Die Sonderregelungen des Verbrauchsgüterkaufs gelten nicht für Kaufverträge zwischen Unternehmern (Handelskauf), ebenso nicht für Kaufverträge zwischen Privatpersonen (darüber hinaus nicht für gebrauchte Waren, die in einer öffentlich zugänglichen Versteigerung zugänglich gemacht werden (§ 474 Abs 2 S 2 BGB, BGH vom 07.04.2021, VIII ZR 49/19, NJW 2021, 2281). § 474 BGB ergänzt verbraucherschützend die allgemeinen Vorschriften des Schuldrechts (§ 474 Abs 2 S 1 BGB), insbesondere die des allgemeinen Kaufrechts.
§ 475a BGB regelt seit dem 01.01.2022 den Verbrauchsgüterkauf über digitale Produkte iSd § 327 Abs 1 BGB, § 475b den Verbrauchsgüterkauf einer Ware mit digitalen Elementen.
Rn. 424a
Stand: EL 171 – ET: 02/2024
Gefahrenübergang: Kauft ein Verbraucher Waren von einem Unternehmer, sind die Regelungen des § 447 Abs 1 BGB zum (vorzeitigen) Gefahrenübergang beim Versendungskauf nicht anwendbar, es sei denn, der Käufer hat den Spediteur, den Frachtführer oder die sonst zur Ausführung der Versendung bestimmte Person, die der Unternehmer dem Käufer nicht zuvor benannt hat, beauftragt (§ 475 Abs 2, 447Abs 1 BGB); der Verbraucher hat den Transport der Ware also selbst organisiert. Von dieser Ausnahme abgesehen, wird der Übergang der Preisgefahr beim Verbrauchsgüterkauf nicht auf den Zeitpunkt der Übergabe der Sache an die mit der Versendung beauftragte Person (vor)verlagert, sondern richtet sich nach § 475 Abs 2, 3 S 2 BGB iVm § 446 BGB: Übergang der Preisgefahr erst mit Übergabe der Ware an den Verbraucher (bzw beim Eintritt von Annahmeverzug, s Rn 425a).

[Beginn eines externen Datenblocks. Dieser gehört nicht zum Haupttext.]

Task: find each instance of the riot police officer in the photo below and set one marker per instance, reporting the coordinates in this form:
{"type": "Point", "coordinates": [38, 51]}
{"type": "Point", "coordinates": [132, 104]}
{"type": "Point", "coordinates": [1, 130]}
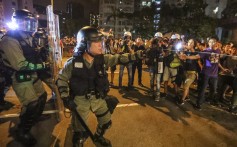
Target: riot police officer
{"type": "Point", "coordinates": [19, 53]}
{"type": "Point", "coordinates": [83, 84]}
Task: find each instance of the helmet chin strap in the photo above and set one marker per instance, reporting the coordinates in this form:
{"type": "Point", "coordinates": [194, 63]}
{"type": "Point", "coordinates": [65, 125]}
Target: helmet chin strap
{"type": "Point", "coordinates": [90, 54]}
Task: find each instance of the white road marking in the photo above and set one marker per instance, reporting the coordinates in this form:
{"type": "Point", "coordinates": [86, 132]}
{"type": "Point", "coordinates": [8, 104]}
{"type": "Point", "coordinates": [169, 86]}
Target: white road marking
{"type": "Point", "coordinates": [56, 111]}
{"type": "Point", "coordinates": [128, 105]}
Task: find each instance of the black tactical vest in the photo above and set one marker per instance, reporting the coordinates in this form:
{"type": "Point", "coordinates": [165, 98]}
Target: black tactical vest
{"type": "Point", "coordinates": [85, 80]}
{"type": "Point", "coordinates": [30, 53]}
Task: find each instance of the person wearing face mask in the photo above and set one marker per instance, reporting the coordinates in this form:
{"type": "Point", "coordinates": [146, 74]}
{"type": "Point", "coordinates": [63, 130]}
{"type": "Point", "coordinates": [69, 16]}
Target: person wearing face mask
{"type": "Point", "coordinates": [19, 54]}
{"type": "Point", "coordinates": [228, 78]}
{"type": "Point", "coordinates": [83, 85]}
{"type": "Point", "coordinates": [190, 68]}
{"type": "Point", "coordinates": [210, 57]}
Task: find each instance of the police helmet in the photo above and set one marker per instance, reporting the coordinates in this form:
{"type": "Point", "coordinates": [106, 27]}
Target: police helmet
{"type": "Point", "coordinates": [158, 34]}
{"type": "Point", "coordinates": [86, 35]}
{"type": "Point", "coordinates": [40, 37]}
{"type": "Point", "coordinates": [175, 36]}
{"type": "Point", "coordinates": [25, 20]}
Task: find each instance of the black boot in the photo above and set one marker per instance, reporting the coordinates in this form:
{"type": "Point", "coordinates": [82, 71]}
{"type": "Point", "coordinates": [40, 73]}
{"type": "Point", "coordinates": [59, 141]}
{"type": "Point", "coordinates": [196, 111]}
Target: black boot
{"type": "Point", "coordinates": [79, 138]}
{"type": "Point", "coordinates": [100, 141]}
{"type": "Point", "coordinates": [25, 137]}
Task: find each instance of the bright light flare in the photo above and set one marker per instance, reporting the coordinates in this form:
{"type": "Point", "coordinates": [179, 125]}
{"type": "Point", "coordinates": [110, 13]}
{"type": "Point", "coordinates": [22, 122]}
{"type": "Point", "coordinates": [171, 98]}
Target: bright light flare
{"type": "Point", "coordinates": [216, 10]}
{"type": "Point", "coordinates": [12, 25]}
{"type": "Point", "coordinates": [178, 46]}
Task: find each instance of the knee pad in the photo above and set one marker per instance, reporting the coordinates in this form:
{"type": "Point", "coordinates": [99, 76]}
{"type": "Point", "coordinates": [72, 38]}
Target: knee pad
{"type": "Point", "coordinates": [30, 111]}
{"type": "Point", "coordinates": [42, 99]}
{"type": "Point", "coordinates": [107, 125]}
{"type": "Point", "coordinates": [41, 103]}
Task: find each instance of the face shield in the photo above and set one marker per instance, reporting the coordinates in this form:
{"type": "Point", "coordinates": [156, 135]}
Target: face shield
{"type": "Point", "coordinates": [190, 43]}
{"type": "Point", "coordinates": [211, 43]}
{"type": "Point", "coordinates": [25, 24]}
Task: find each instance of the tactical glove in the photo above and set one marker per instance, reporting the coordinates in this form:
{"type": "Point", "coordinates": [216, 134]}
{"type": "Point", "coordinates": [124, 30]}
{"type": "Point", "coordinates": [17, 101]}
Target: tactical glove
{"type": "Point", "coordinates": [68, 103]}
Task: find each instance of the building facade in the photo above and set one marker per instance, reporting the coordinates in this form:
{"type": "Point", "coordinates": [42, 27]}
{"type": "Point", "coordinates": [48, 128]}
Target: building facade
{"type": "Point", "coordinates": [109, 10]}
{"type": "Point", "coordinates": [7, 7]}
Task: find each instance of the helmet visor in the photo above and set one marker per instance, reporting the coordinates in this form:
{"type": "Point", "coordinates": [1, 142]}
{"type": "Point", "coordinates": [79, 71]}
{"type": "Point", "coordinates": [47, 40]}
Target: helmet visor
{"type": "Point", "coordinates": [28, 25]}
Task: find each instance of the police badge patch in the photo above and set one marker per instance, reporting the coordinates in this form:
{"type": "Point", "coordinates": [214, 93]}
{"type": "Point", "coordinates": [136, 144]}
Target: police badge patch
{"type": "Point", "coordinates": [78, 65]}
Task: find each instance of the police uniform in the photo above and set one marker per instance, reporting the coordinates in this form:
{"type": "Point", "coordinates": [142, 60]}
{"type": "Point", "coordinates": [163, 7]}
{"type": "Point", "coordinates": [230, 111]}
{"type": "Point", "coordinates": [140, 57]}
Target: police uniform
{"type": "Point", "coordinates": [18, 53]}
{"type": "Point", "coordinates": [87, 85]}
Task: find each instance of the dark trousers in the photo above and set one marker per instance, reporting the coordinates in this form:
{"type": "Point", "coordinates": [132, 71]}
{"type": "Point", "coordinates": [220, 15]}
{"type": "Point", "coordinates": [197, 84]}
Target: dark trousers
{"type": "Point", "coordinates": [5, 84]}
{"type": "Point", "coordinates": [138, 65]}
{"type": "Point", "coordinates": [225, 80]}
{"type": "Point", "coordinates": [212, 81]}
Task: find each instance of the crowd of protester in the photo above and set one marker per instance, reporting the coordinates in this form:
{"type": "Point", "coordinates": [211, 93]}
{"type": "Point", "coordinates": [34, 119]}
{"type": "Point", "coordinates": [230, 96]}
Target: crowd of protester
{"type": "Point", "coordinates": [208, 67]}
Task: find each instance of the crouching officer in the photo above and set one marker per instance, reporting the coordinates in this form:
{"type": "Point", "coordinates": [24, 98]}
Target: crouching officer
{"type": "Point", "coordinates": [19, 54]}
{"type": "Point", "coordinates": [84, 80]}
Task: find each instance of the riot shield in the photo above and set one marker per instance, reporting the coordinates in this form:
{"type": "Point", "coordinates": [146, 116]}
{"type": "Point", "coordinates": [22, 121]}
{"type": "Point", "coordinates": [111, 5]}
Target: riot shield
{"type": "Point", "coordinates": [55, 52]}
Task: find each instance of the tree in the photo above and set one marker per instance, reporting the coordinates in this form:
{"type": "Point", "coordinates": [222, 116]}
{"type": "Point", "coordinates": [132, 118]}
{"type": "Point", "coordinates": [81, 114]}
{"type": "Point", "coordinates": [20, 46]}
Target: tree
{"type": "Point", "coordinates": [189, 20]}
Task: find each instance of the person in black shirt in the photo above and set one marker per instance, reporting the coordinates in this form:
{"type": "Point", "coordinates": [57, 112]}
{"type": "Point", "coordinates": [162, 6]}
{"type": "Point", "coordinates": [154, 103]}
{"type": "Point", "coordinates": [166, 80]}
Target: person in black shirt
{"type": "Point", "coordinates": [138, 63]}
{"type": "Point", "coordinates": [191, 69]}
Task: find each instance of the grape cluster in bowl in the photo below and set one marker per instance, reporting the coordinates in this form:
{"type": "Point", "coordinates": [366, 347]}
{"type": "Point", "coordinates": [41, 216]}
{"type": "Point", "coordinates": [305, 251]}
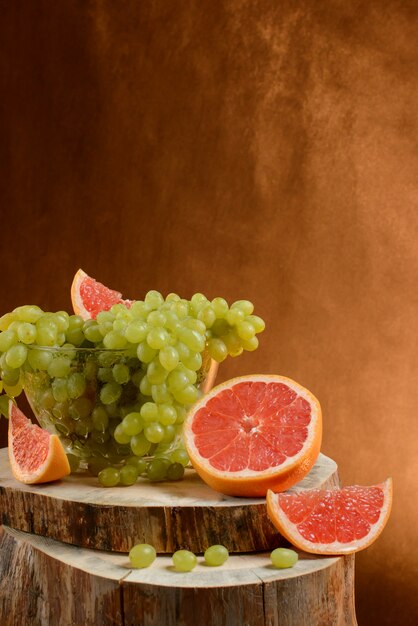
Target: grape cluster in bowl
{"type": "Point", "coordinates": [116, 389]}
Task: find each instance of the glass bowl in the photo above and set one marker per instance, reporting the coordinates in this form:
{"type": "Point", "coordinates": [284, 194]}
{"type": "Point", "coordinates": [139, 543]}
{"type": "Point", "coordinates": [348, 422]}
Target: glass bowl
{"type": "Point", "coordinates": [83, 394]}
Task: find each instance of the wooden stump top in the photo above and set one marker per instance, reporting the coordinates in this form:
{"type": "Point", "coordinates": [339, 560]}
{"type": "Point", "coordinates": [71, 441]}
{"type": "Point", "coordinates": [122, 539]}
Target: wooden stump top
{"type": "Point", "coordinates": [169, 515]}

Zweck der Regelung ist der Schutz privater Verbraucher. Das Risiko des zufälligen Untergangs/der zufälligen Verschlechterung wird im Fall des Verbrauchsgüterkaufs auch nach Übergabe der Kaufsache an den zur Versendung Beauftragten dem Unternehmer aufgebürdet, der über Art und Weg der Beförderung entscheiden, den Beförderer auswählen, eine Transportversicherung abschließen und einpreisen kann.
Rn. 424b
Stand: EL 171 – ET: 02/2024
Zurechnungswechsel: Beim Verbrauchsgüterkauf wechselt die Zurechnung auf den Erwerber – nicht anders als im Veräußerungsgrundfall (s Rn 421) ebenso wie im Fall des Versendungskaufs (s Rn 423b) – mit Übergabe der Ware an den Erwerber. In diesem Zeitpunkt gehen Besitz, Nutzung, Gefahr und Lasten auf den Verbraucher als Erwerber über. Der Erwerber ist (erst dann) in die Lage versetzt, den Veräußerer von der Einwirkung auf das WG für dessen gewöhnliche Nutzungsdauer auszuschließen.
Im Ausnahmefall des § 475 Abs 2 BGB wechselt die Zurechnung bereits mit Übergabe an den Transporteur; beauftragt der Verbraucher den Transporteur, liegt das Direktionsrecht bei ihm, er ist ab Übernahme durch den Transporteur in der Lage, den Verkäufer von der Einwirkung auf die Ware auszuschließen.
Rn. 424c
Stand: EL 171 – ET: 02/2024
Gewinnrealisation: Mit Übergabe der Ware an den Verbraucher ist der Kaufvertrag wirtschaftlich erfüllt, der Anspruch auf die Gegenleistung "so gut wie sicher" und der Gewinn damit simultan zum Zurechnungswechsel zu realisieren.
Im Ausnahmefall des § 475 Abs 2 BGB tritt Realisation bereits mit Übergabe an den Transporteur ein. Zurechnungswechsel und Gewinnrealisation erfolgen jeweils parallel.